Setting: A 64-bedded medical ward in a public, non-teaching Hospital in Italy.
Patients: All patients consecutively admitted from 15th November 2005 to 9th June 2006.
Interventions: On admission, the attending physician measured five physiological parameters (systolic blood pressure, pulse rate, respiratory rate, body temperature and level of consciousness) and calculated the MEWS. The main outcome measures were in-hospital mortality and a composite of mortality and transfer to a higher level of care. A secondary end-point was the length of stay for discharged patients.
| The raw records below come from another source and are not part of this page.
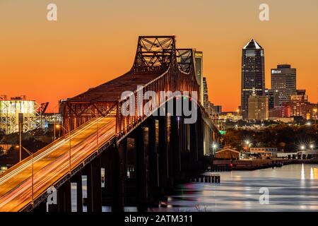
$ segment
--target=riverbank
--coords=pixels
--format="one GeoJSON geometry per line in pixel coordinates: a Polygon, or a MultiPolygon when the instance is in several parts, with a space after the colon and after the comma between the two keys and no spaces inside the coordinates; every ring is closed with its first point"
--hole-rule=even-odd
{"type": "Polygon", "coordinates": [[[318,164],[318,160],[213,160],[211,165],[213,171],[254,170],[271,167],[281,167],[290,164],[318,164]]]}

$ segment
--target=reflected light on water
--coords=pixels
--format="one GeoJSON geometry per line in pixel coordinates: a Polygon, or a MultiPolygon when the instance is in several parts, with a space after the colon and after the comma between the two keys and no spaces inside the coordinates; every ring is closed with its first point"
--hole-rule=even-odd
{"type": "Polygon", "coordinates": [[[301,171],[301,179],[305,179],[305,169],[304,164],[302,165],[302,171],[301,171]]]}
Measurements and Results: In all, 1107 patients were admitted; 621 (56.1%) were women and 486 were men. Patients of female gender were also older (mean age 80.6 years) than men (mean age 77.1; p < 0.05). Of 1107, 995 patients (89.9%) were older than 64 years. A total of 966 patients were discharged, 102 deceased and 39 were transferred. In comparison with the lowest score, the risk of death was incremental among all the MEWS categories, as well as the risk of the combined outcome of death and transfer, and highly significant (risk of death, χ2 for trend 136.307; risk of death or transfer, χ2 for trend 105.762; p < 0.00001 for both). Patients with MEWS = 4 were discharged after a mean stay of 8.3 days, and alive patients with MEWS of five or more were discharged after a mean stay of 9.4 days (p = ns). A patient with a MEWS of zero at admission has a very low probability to die or to be transferred because of clinical instability (OR 0.14, 95% CI: 0.08-0.24).
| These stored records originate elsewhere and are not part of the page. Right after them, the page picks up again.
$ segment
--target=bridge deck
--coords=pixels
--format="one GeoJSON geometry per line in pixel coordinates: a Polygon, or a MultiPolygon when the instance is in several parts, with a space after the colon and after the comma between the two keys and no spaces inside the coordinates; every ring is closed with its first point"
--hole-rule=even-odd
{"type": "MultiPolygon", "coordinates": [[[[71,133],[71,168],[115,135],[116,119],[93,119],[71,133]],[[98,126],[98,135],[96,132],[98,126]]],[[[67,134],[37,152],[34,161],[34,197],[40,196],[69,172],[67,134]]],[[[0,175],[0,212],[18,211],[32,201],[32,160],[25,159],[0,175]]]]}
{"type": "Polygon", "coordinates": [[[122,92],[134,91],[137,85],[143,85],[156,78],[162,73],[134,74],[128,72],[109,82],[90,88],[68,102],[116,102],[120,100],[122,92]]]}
Conclusions: We have confirmed that the MEWS, even when calculated once on admission, is a simple but highly useful tool to predict a worse in-hospital outcome.

Introduction

In modern health systems, the shortage of in-hospital beds is increasingly recognised, and physicians must face with the need to allocate patients on the basis of their clinical instability, to benefit from different care intensities. This is true not only for emergency physicians, who have to assign patients to intensive care units (ICUs) or to ordinary wards, but also for internists, who subsequently must decide to allocate patients in high dependence units (HDUs) or in standard beds. Furthermore, in internal medicine wards, professionals should be able to identify acute changes of the clinical status that put patients at risk of catastrophic deterioration and death, a phenomenon that has been already well recognised.[1,2] However, because access to intensive or HDUs is restricted by definition, the triage strategies based on validated, simple and objective prognostic models are of paramount importance. Although early warning scores were originally derived as bedside tools for alerting the medical staff,[3] they may serve as decision rules for medical patients' admission;[4] nevertheless, their capacity to influence outcomes is still a matter of debate.[5] As we decided to create a 'special' area with four monitored beds within the ward, where patients at risk of clinical deterioration should be first allocated, we conducted this study to investigate the ability of the Modified Early Warning Score (MEWS) to identify a subset of patients at risk of deterioration, who might benefit from an increased level of attention.